On pourrait se dire alors que, face à ces difficultés, nous, croyants, membres de l’Eglise, nous pourrions avoir l’aide de Dieu. Nous croyons en Dieu, alors Dieu pourrait bien faire un petit quelque chose pour soulager nos misères. Plongés dans la détresse, nous avons tous la tentation de demander le petit miracle qui arrangerait tout. Et sans doute que les nombreuses veuves et les nombreux lépreux d’Israël pensaient la même chose. Ils se disaient : nous sommes le peuple élu, nous connaissons le Seigneur, Dieu d’amour et de pitié, Dieu de tendresse et de miséricorde ; il va certainement faire quelque chose pour nous. Et ces veuves ont dû être un peu étonnées de voir que le prophète Elie ne venait pas vers elles, mais qu’il allait, au contraire, au secours d’une veuve de Sarepta (Lc 4, 26 ; 1R 17). Et les lépreux ont sans doute été désagréablement surpris de voir que le prophète Elisée ne venait pas les soigner, mais qu’il guérissait au contraire un Syrien (Lc 4, 27 ; 2R 5). Qu’est-ce que cela signifie donc ? Les veuves et les lépreux ne s’opposent pas à ce que Dieu aide aussi les étrangers, mais à condition qu’il commence par soulager, d’abord et avant tout, les fils d’Israël ! Voilà ce qui serait logique.
Nous sommes souvent bien naïfs ; nous manquons de foi et nous sommes totalement dépourvus de patience. Evidemment, nous sommes confrontés, comme tous les hommes, au deuil, à la maladie, parfois à la pauvreté. Et nous prions, avec ferveur, en espérant que Dieu arrange tous nos problèmes – et Dieu ne fait rien. Mais nous n’avons pas compris que la prière ne sert pas à exiger de Dieu notre petit miracle ; la prière est là pour nous aider à surmonter nous-mêmes la souffrance. La prière n’a pas pour but d’enlever l’épreuve ; elle a pour but de nous aider à tenir bon au cœur même de l’épreuve. La vraie prière ne consiste pas à demander qu’aucune misère ne vienne nous frapper ; elle consiste à demander que, dans la misère, nous ayons la force, le courage, la patience de passer outre. Evidemment, c’est un peu austère. Mais croyez-vous que Jésus, alors qu’il souffrait sur la Croix, ait demandé à son Père de mettre fin à ses tourments ? Non. Jésus a dit plutôt : « Père, entre tes mains je remets mon esprit » (Lc 23, 46). Il n’exige rien (cf. Mt 26, 53) ; il ne demande pas le petit miracle qui le fera descendre de la Croix. Il s’abandonne dans les mains de son Père.

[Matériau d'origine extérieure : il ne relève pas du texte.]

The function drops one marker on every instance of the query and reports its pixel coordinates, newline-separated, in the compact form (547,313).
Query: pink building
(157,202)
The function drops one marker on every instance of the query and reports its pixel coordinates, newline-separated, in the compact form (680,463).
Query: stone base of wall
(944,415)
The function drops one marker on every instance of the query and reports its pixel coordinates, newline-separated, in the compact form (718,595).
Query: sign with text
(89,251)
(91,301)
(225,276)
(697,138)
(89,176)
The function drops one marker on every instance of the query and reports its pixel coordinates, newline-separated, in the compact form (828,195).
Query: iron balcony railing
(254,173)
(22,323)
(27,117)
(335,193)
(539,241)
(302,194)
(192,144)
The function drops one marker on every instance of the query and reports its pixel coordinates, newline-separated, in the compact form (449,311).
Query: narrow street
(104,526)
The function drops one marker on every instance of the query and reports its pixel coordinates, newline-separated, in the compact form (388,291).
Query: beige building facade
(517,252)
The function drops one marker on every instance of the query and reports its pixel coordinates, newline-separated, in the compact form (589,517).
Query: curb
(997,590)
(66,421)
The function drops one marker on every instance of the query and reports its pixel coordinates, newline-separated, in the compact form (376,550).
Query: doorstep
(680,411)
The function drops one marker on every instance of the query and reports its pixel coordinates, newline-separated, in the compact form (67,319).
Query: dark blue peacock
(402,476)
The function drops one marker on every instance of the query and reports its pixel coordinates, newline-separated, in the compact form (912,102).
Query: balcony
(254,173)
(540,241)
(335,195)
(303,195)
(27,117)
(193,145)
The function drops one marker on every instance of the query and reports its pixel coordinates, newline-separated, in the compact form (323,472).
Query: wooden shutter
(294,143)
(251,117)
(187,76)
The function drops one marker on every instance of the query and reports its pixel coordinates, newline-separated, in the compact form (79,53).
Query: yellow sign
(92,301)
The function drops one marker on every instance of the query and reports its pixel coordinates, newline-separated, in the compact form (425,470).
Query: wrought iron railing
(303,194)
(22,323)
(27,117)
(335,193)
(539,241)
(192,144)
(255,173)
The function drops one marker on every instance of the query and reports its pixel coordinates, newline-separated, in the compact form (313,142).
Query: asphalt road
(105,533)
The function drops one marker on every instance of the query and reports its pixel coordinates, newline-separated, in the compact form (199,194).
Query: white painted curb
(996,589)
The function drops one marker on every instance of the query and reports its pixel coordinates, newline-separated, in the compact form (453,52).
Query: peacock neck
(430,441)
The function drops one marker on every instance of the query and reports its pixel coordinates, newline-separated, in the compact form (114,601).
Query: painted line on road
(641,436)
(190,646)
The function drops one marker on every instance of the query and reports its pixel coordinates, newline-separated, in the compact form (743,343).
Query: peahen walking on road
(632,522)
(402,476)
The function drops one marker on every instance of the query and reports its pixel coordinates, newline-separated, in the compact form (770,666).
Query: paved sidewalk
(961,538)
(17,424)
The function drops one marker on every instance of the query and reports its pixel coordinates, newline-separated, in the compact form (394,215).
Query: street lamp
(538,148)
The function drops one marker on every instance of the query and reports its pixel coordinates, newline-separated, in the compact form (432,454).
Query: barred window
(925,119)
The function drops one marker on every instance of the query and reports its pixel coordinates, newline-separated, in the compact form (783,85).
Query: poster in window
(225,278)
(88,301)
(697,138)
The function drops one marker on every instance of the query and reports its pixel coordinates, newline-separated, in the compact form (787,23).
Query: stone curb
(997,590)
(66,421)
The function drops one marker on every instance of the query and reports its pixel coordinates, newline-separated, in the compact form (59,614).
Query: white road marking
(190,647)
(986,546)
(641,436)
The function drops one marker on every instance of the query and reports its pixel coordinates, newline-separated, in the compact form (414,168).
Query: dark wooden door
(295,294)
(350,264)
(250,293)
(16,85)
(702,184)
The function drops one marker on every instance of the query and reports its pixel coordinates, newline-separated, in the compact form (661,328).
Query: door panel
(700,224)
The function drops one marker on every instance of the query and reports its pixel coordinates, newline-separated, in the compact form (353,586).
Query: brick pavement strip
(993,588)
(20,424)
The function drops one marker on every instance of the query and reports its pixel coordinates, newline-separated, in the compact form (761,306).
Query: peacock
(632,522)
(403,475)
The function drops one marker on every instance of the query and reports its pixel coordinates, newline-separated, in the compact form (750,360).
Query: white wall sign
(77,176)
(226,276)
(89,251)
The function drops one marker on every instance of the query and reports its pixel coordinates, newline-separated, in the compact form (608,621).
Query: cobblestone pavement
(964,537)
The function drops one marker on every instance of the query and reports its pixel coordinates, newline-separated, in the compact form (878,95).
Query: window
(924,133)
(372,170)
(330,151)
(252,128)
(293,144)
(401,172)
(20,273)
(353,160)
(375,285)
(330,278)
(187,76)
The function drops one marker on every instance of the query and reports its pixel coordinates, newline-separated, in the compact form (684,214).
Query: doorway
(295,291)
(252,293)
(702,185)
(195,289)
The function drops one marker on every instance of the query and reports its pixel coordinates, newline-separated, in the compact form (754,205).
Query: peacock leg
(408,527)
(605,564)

C’est tout autre chose.
La foi n’est pas une assurance contre les difficultés de la vie ; mais la foi permet de surmonter les difficultés de la vie. La foi n’évite pas la souffrance ; mais la foi permet de voir au-delà de la souffrance, la lumière de Dieu qui nous appelle. Pour reprendre le trio des malheurs de l’humanité : la foi n’empêche pas que nous connaissions le deuil ; mais la foi enseigne la résurrection et de la vie éternelle. La foi n’empêche pas d’être malade ; mais, dans la maladie, la foi donne le réconfort d’être unis aux souffrances du Christ. La foi n’évite pas la pauvreté matérielle ; mais elle permet de vivre joyeusement (cf. Lc 6, 20) avec peu de choses, en faisant confiance à la Providence.
Et puis, surtout, la foi ne nous engage pas à rechercher pour nous-mêmes la consolation, mais plutôt à chercher à consoler les autres. La foi, qui ne s’exprime concrètement que par la charité, par l’amour (Ga 5, 6), nous décentre de nous-mêmes. La foi nous rend capables d’oublier nos petits malheurs et nos grandes souffrances pour aller secourir les malheurs des autres. Mère Térésa avait vécu cette logique jusqu’au don total d’elle-même. Elle priait ainsi :

« Seigneur, quand je suis affamée, donne-moi quelqu’un qui ait besoin de nourriture.
Quand j’ai soif, envoie-moi quelqu’un qui ait besoin d’eau.
Quand j’ai froid, envoie-moi quelqu’un à réchauffer.
Quand je suis blessée, donne-moi quelqu’un à consoler.
Quand je suis humiliée, donne-moi quelqu’un dont j’aurai à faire l’éloge.
Quand je suis découragée, envoie-moi quelqu’un à encourager.
Quand j’ai besoin de la compréhension des autres, donne-moi quelqu’un qui ait besoin de la mienne.
Quand j’ai besoin qu’on prenne soin de moi, envoie-moi quelqu’un dont j’aurai à prendre soin.
Quand je ne pense qu’à moi, tourne mes pensées vers autrui »[1].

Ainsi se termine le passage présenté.